SDF, José est tombé le jeudi 7 février 2013 au matin, rue du Poteau, dans le 18e arrondissement de Paris. C’était son périmètre depuis des an...nées. Tout le monde le connaissait. Il était comme chez lui sur son morceau de trottoir. Et pourtant, la rue a fini par avoir raison de lui. Portrait.

En ce froid matin d’hiver, José n’arrive pas à se réchauffer. Il grelotte. Il a allongé ses jambes en travers du trottoir. Ce 7 février 2013, comme tous les jours, les passants l’ont sans doute enjambé sans prêter attention. Quand la boulangère le secoue, il ne répond plus. Il fera plusieurs arrêts cardiaques avant de s’éteindre à l’hôpital Bichat trois jours plus tard. « Je suis la dernière personne à lui avoir parlé », s’émeut Jeannine Cousin. Elle tient depuis 13 ans la boulangerie du 20 rue du Poteau, près de laquelle José avait élu domicile. « Il nous manque, ça fait un vide.

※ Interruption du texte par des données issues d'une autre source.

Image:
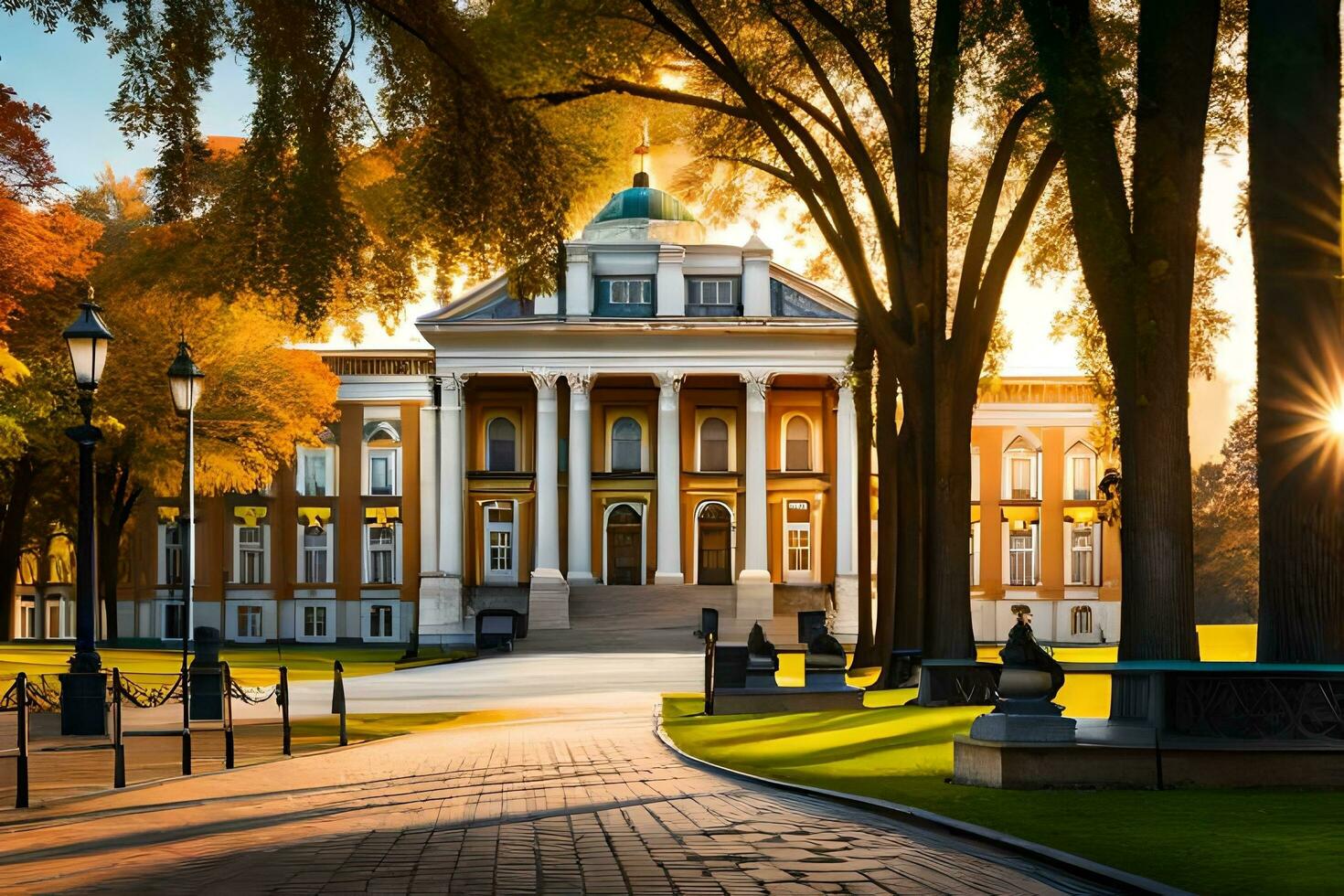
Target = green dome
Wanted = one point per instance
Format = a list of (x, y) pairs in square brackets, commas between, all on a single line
[(644, 202)]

Il y avait du respect entre nous. José, il avait une certaine conversation, une certaine éducation. Il était très érudit. »

Reconstituer l’histoire de José, c’est s’attaquer à un puzzle aux pièces manquantes. Tout le monde le connaissait et à la fois personne. À beaucoup, José a confié qu’il était « un enfant de la DDASS ». À certains, il a aussi raconté que ses parents étaient mariniers sur la Seine, et qu’enfant, il avait vécu sur une péniche qui transportait du sable. À Olivier, charcutier au 22 rue du Poteau, il a même rapporté avoir perdu une sœur âgée de 3 ans qui s’était noyée après être passée par-dessus bord.

« Trois ans chez les paras »

Corinne, riveraine, livre sa version : « Il disait qu’il avait vécu de foyers d’accueil en foyers d’accueil. Puis chez une mère adoptive dans les HLM Porte de Montmartre. Mais ça s’est mal passé et il s’est retrouvé à la rue. » Paula, restauratrice rue Letort, lui connaissait un domicile, il y a 10 ou 15 ans, impasse Letort, dont il aurait été expulsé pour loyer impayé. Mais les locataires actuels de l’immeuble ne sont pas là depuis assez longtemps pour s’en souvenir.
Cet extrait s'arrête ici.